Давно подмечено и стало едва ли не общим местом ещё одно обстоятельство, общее для всего мирового кинематографа, а именно то, что после 1897 года, когда разразился первый кинематографический кризис, кино уже никогда не выходило из критического состояния. Оно стало нормой существования, и при детальном рассмотрении мы не можем найти ни одного исторического периода в кинематографе любой страны, который нельзя было бы признать в той или иной степени кризисным. Кризисы – плёночный, финансово-промышленный, патентный, идеологический, эстетический, социальный – наплывом сменяют, вытесняют друг друга, занимая место предшествующего. Это можно рассматривать как негативно в частных случаях, так и позитивно для явления в целом. Как колесо катится, находясь в состоянии непрерывного, но никогда не происходящего падения, так и феномену кино для исторического бытия и постоянного развития необходим кризис, чтобы проворачиваться и проворачиваться для восстановления нарушенного баланса сил.

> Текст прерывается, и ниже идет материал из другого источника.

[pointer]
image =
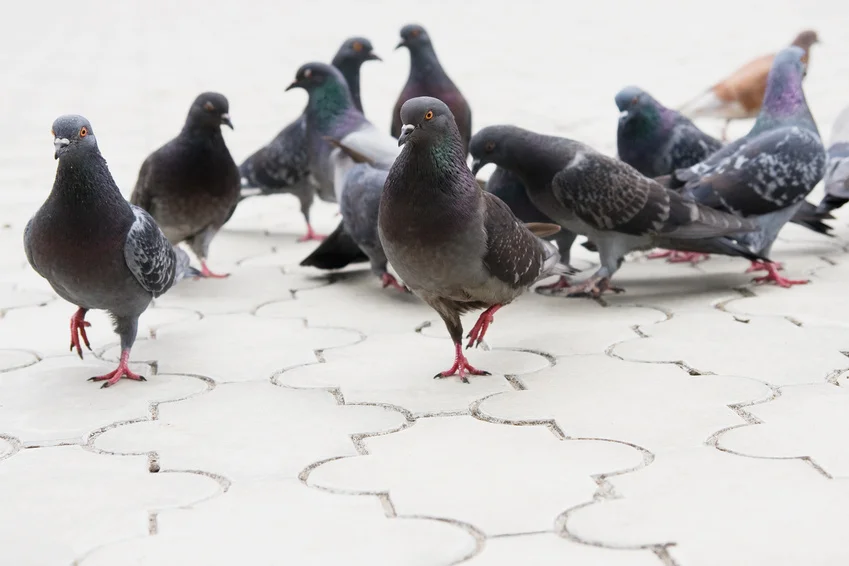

Историческое развитие линейно, но заключает в себе повторяющиеся кругообороты слагаемых кинематографического феномена. Первый такой цикл завершился к 1908 году, когда в орбиту вращения было втянуто понятие «искусство» (ещё не «искусство кино»), и вслед за тем появилась первая кинотеория. Каждые двенадцать лет с удивительным постоянством отмечаются моменты, когда в истории кино происходит замена общеэстетических установок. Этим же, видимо, объясняется и то, что теория кино (субъективная поэтика) всегда бывает подытоживающей и никогда не опережает время.
Синкретическая теория Канудо взросла на питательной почве типологически недифференцированного кино 1900-х годов; «Фотогения» Деллюка, как и «эффект Кулешова», – результат осмысления впервые наработанных в 1910-е годы чисто кинематографических культурных норм; Эйзенштейн, взгляды которого сложились в стабильное, склонное к саморазвитию целое на рубеже 1920-1930-х годов, как теоретик не состоялся бы без предыдущей борьбы многочисленных монтажных теорий, не прими он в ней непосредственного деятельного участия; Базен, Кракауэр и вся школа неореализма подвели итог эстетическим находкам 1930-х; французская «новая волна» поднялась на экзистенциальных дрожжах, бродивших в конце 1940-х – начале 1950-х; структуралистские поэтики к концу 1960-х терминологически оформили антифеноменологические и антиэстетические ощущения, примирившие в массе умов интеллектуальной элиты авангард с коммерческим кино; начало 1980-х ознаменовалось попытками «теоретиков» постмодернизма самоопределиться. Что ждёт нас через 2—3 года, покажет время.9
Однако вернёмся к синкретической магме первого двенадцатилетнего цикла (1896—1908) и, прежде чем приступить к исследованию этого запутанного, полного загадок времени, попробуем представить себе самую общую историческую картину.
Начнём с названия. Автора, пишущего историческое либо теоретическое сочинение о технических основах кино, могла бы привлечь возможность лексической игры оттенками малопонятных слов, долгое время служивших для определения того, что теперь известно под названием кинематограф, поскольку так можно было бы намекнуть на атмосферу таинственности, которая окутывает кино от момента рождения до нынешних времён. Читатель же, вероятно, должен чувствовать нечто подобное тому, что чувствуют обычно при чтении гомеровского списка кораблей.
Этот приём от долгого употребления износился и стал не более чем значком, сигнализирующим, что положение дел в кино не так просто и что высокая миссия этого изобретения, так или иначе сокрытая в его многочисленных названиях, быть может, не только не выявлена, но даже и не зафиксирована (хотя бы в своих косвенных признаках) до сего дня. Хотя если делать выводы из конкурентной борьбы названий, то победа «кинематографа» над «биофантоскопом» и «зоопраксинографоскопом» кажется вполне закономерной, ибо привычное нам слово в более общей форме выражает то, с чем мы имеем дело, глядя на экран.